May 17 23:59:46 tchap-sygnal sygnal-0[24431]: The above exception was the direct cause of the following exception:
May 17 23:59:46 tchap-sygnal sygnal-0[24431]: Traceback (most recent call last):
May 17 23:59:46 tchap-sygnal sygnal-0[24431]:   File "/opt/sygnal/env/lib/python3.7/site-packages/sygnal/gcmpushkin.py", line 379, in _dispatch_notification_unlimited
May 17 23:59:46 tchap-sygnal sygnal-0[24431]:     n, log, body, headers, pushkeys, span
May 17 23:59:46 tchap-sygnal sygnal-0[24431]:   File "/opt/sygnal/env/lib/python3.7/site-packages/sygnal/gcmpushkin.py", line 220, in _request_dispatch
May 17 23:59:46 tchap-sygnal sygnal-0[24431]:     response, response_text = await self._perform_http_request(body, headers)
May 17 23:59:46 tchap-sygnal sygnal-0[24431]:   File "/opt/sygnal/env/lib/python3.7/site-packages/sygnal/gcmpushkin.py", line 202, in _perform_http_request
May 17 23:59:46 tchap-sygnal sygnal-0[24431]:     ) from exception
May 17 23:59:46 tchap-sygnal sygnal-0[24431]: sygnal.exceptions.TemporaryNotificationDispatchException: GCM request failure
MatMaul commented 2 years ago

Not happy news: while the proxy restarts every night (we can see the errors from my previous message in the logs every night), the bug is not triggered each time, meaning sometimes it manages to recover and keep sending APNS after the proxy is back. Probably meaning it's a quite hairy edge case to find.

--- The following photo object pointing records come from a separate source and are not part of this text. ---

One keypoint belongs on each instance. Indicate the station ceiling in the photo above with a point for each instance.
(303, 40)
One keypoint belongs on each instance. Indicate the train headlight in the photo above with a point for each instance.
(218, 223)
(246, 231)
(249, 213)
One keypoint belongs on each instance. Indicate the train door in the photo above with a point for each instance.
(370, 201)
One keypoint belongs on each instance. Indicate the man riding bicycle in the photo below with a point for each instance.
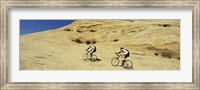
(91, 49)
(125, 53)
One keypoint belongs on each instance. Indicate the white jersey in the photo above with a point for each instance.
(124, 51)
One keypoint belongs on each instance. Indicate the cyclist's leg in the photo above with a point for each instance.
(124, 60)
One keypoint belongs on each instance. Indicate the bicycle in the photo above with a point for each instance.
(127, 63)
(87, 55)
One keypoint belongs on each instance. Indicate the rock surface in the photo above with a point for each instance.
(154, 45)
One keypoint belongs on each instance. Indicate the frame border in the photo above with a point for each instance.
(4, 45)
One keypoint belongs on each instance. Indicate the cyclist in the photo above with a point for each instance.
(125, 53)
(91, 49)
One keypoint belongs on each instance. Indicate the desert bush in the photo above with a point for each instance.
(90, 41)
(67, 29)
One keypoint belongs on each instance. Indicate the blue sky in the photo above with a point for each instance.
(31, 26)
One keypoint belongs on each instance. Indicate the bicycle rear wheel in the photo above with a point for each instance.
(94, 57)
(85, 56)
(115, 62)
(128, 64)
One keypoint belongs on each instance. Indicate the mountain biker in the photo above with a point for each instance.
(125, 53)
(91, 49)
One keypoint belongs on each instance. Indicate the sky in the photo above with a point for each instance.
(31, 26)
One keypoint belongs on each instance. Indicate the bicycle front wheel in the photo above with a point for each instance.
(94, 57)
(128, 64)
(85, 56)
(115, 62)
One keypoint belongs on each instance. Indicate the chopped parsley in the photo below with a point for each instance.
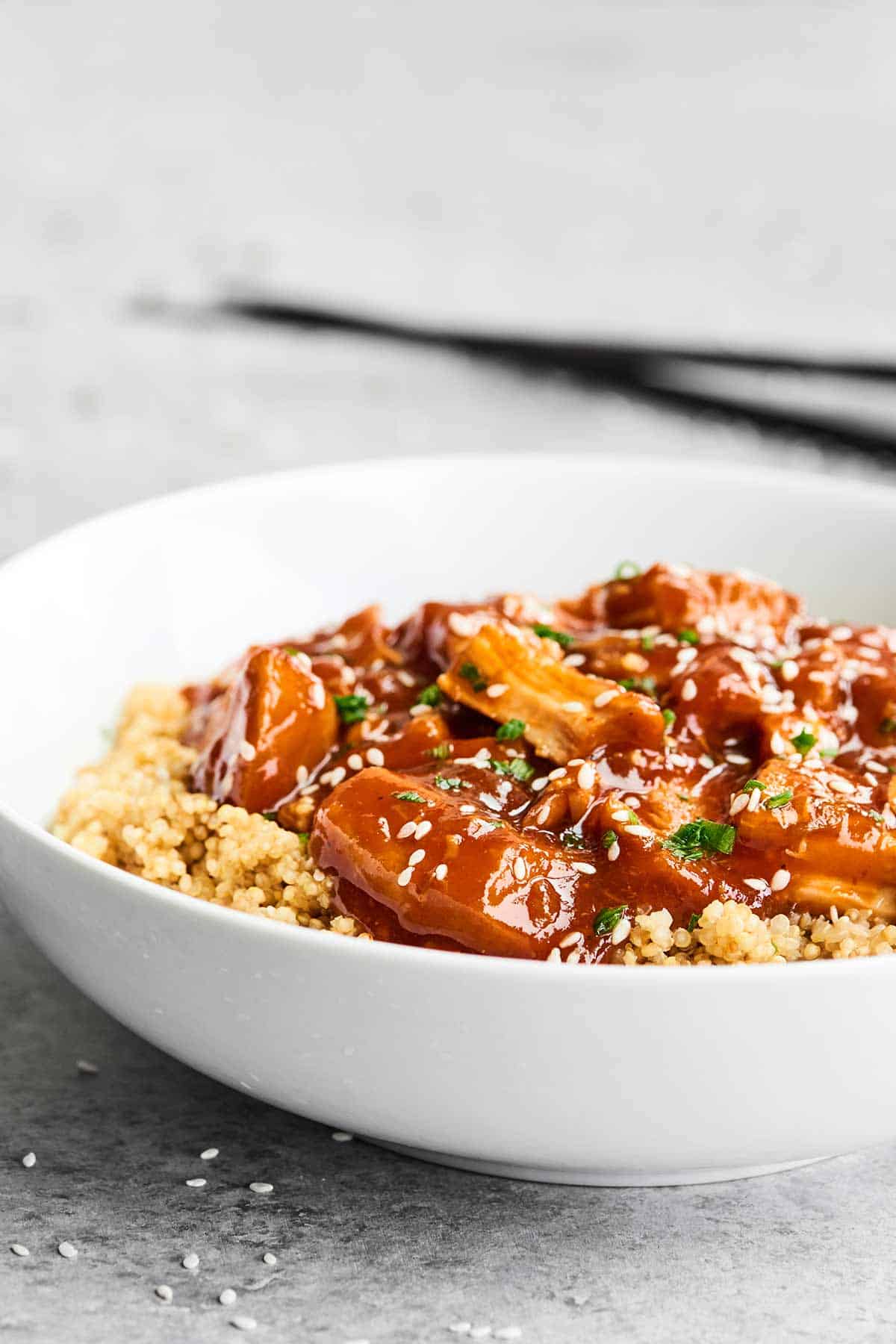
(626, 570)
(472, 673)
(511, 730)
(805, 741)
(352, 709)
(696, 839)
(430, 695)
(544, 632)
(647, 685)
(519, 768)
(606, 920)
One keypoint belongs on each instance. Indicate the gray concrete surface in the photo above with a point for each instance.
(657, 169)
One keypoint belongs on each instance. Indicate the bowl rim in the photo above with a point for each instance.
(877, 494)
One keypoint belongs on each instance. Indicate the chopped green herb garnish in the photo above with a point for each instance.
(511, 730)
(352, 709)
(519, 768)
(626, 570)
(696, 839)
(472, 673)
(430, 695)
(544, 632)
(647, 685)
(606, 920)
(805, 741)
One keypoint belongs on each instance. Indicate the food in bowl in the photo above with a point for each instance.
(676, 766)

DMRobertson commented 7 months ago

I have just noticed the following aioapns bug: https://github.com/Fatal1ty/aioapns/issues/42. It sounds very similar to the symptoms described here. That bug was fixed in aioapns v3---so I am very tempted to think that this might magically work by upgrading to the latest Sygnal release, which requires at least this version: https://github.com/matrix-org/sygnal/blob/5f55f4255b95bf7c8c467d873c37609edc980a3a/pyproject.toml#L77

If we can get some confirmation of this that would be ideal.